Hoy trece globos surcarán el cielo en recuerdo de las trece víctimas de la mortal riada que azotó el Llevant de Mallorca hace un año. Trece esferas de trece vidas truncadas por el infortunio de estar en el lugar y el momento equivocado. Trece historias que precipitaron su punto final, pero que el pueblo se resiste a dejarlas marchar. Desde hoy, cada día que los vecinos pasen por la conocida como plaça del Quesito de Sant Llorenç, enclave que precisamente amplió sus dimensiones al derribarse una casa dañada por la furia del agua, podrán contemplar, incluso acariciar, los trece pilones que mantienen en pie sus identidades. Joana Lliteres (40), farmacéutica de Manacor, auténtica madre coraje que murió tras salvar a su hija. Con ella, se fue también su hijo, el pequeño Arthur Robinson, de cinco años. Rafael Gili (71), que fue alcalde de Artà, y ese fatídico día estaba en su casa de la carretera de Canyamel. Biel Mesquida (56), que se vió arrastrado por la corriente cuando iba en la furgoneta de regreso a casa. Lo mismo que le ocurrió a Juan Grande (62) cuando conducía su taxi, con dos turistas a bordo camino de Cala Bona: Anthony Green (77) y su esposa Delia Green (75). Y al matrimonio de Mike (61) y Petra Kircher (63), residentes en Capdepera, cuyo coche se llevó la furia del agua. Los turistas Andreas Körlin (57), que partía hacia el aeropuerto en moto, y Tine Noig Orotella (80), cuyo cuerpo apareció cerca de Artà. Joana Ballester (89), a quien su hijo encontró sin vida tendida en la cama. Bernat Estlerich (83), a quien la tromba le sorprendió solo en casa.

Un inmenso panel de barro cuarteado rematará el memorial de una tragedia que también inundó las calles de solidaridad. Gentes llegadas de todos los puntos de Mallorca y efectivos de todos los cuerpos, escoba y pala en mano, se afanaron en devolver la normalidad a un pueblo que nunca volverá a ser el mismo, un pueblo con las heridas todavía recientes, que deambula entre el dolor por lo perdido y la emoción por lo recibido.

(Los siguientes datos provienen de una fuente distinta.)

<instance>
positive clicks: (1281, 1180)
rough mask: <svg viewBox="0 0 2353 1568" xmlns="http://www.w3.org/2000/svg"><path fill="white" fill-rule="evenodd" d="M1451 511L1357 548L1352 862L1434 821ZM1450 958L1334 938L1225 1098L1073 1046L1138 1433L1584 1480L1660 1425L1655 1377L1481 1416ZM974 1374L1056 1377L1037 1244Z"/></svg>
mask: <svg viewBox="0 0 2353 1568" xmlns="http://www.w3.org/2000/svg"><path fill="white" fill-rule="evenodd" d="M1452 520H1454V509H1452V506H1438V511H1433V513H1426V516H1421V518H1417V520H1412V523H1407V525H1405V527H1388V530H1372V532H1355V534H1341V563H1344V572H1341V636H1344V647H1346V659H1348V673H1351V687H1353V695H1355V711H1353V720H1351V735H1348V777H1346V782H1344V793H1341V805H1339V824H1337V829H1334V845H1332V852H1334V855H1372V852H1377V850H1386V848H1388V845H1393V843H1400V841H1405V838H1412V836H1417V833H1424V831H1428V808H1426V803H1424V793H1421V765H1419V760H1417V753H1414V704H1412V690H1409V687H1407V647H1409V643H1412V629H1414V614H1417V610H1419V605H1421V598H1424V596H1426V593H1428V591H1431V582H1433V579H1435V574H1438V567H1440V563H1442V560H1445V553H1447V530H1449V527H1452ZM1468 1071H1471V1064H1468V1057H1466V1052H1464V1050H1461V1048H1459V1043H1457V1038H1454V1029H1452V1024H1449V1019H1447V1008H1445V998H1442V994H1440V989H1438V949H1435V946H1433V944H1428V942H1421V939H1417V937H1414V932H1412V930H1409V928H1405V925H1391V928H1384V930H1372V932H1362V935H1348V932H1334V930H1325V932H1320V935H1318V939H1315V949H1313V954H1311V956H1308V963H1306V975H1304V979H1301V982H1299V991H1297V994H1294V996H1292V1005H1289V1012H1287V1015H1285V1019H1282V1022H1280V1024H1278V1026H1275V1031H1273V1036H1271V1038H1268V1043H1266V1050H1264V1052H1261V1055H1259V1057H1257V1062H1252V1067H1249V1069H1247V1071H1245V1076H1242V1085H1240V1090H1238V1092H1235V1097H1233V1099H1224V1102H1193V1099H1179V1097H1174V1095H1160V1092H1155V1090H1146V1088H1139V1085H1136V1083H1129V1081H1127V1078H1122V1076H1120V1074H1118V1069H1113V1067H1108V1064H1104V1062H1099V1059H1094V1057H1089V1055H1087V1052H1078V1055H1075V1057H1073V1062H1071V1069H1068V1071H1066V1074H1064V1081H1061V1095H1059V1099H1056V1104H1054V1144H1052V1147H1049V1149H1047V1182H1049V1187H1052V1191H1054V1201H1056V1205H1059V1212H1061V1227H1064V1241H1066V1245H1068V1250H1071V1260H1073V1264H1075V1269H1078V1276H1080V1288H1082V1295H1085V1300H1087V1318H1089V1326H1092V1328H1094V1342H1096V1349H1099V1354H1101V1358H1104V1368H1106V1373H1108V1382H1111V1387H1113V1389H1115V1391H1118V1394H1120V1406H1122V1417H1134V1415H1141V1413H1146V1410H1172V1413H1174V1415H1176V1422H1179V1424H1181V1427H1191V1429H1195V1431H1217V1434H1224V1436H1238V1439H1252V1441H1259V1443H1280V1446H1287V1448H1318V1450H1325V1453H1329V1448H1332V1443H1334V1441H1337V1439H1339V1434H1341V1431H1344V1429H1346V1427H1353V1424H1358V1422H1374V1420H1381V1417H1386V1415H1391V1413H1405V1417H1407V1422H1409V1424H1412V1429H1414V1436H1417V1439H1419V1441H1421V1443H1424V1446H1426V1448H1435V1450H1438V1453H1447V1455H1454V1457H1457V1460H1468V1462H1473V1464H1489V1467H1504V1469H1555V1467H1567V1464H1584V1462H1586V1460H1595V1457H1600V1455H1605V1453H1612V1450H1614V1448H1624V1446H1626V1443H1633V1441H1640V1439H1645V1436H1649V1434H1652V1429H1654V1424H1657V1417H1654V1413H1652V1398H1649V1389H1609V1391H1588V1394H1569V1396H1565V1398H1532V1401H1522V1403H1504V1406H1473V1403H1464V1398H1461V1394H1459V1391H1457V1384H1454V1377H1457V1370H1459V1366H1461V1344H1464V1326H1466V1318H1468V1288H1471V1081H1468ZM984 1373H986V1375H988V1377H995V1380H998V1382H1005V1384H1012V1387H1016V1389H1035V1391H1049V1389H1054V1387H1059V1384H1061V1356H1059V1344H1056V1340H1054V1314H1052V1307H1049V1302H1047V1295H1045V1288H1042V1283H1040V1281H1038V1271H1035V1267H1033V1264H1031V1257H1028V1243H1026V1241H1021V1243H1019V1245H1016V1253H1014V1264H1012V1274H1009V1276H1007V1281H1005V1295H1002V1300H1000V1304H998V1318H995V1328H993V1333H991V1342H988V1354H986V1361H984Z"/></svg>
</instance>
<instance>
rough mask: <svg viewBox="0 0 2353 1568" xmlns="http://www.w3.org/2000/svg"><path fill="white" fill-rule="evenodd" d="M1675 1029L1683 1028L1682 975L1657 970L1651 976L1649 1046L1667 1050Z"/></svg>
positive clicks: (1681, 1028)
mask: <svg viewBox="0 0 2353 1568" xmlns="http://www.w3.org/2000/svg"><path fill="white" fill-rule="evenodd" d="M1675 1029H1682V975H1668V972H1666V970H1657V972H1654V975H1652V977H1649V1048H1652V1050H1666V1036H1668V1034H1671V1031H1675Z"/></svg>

Ha pasado un año y la gran pregunta sigue en el aire. ¿Eran muertes evitables? Ese 9 de octubre a Xisco Umbert, aficionado a la meteorología y colaborador de la Aemet, vio como se le reventó el pluviómetro al superar los 220 litros. Se llegaron a alcanzar los 257 litros por metro cuadrado en un escaso lapso de tiempo. La geografía del lugar contribuyó al desastre sin duda multiplicado por la arquitectura urbana que aprisiona cuencas entre paredes de cemento. El aviso de alerta roja de la Aemet llegó a las diez de la noche, cuando hacía más de tres horas que Sant Llorenç tenías las calles convertidas en ríos, coches desplazados por la corriente taponaban calles y trece personas ya habían perdido la vida. Carencias y poca diligencia impidieron que cumpliera una de las misiones más importantes para la que fue creada, dar la alerta ante condiciones meteorológicas adversas. Aunque de nada sirva a los que se fueron, la tragedia propició la revisión de protocolos y ha mejorado el servicio, no solo aquí, también en la península.

¿Puede volver a pasar? "No podemos evitar que el agua vuelva al pueblo, lo que tenemos que hacer es facilitar que se vaya", sostiene Josep Cortes, uno de los promotores del libro Sa Torrentada, que recoge diversas propuestas urbanísticas para facilitar el discurrir del agua. En las labores de reconstrucción se han acometido algunas actuaciones en este sentido, aunque siguen persistiendo resistencias. Si no asumimos que el agua no fue la dama de la guadaña, sino maldito empeño en interrumpir el curso de la vida natural, si no cambiamos nuestro comportamiento público y privado, sembramos la semilla de futuras catástrofes.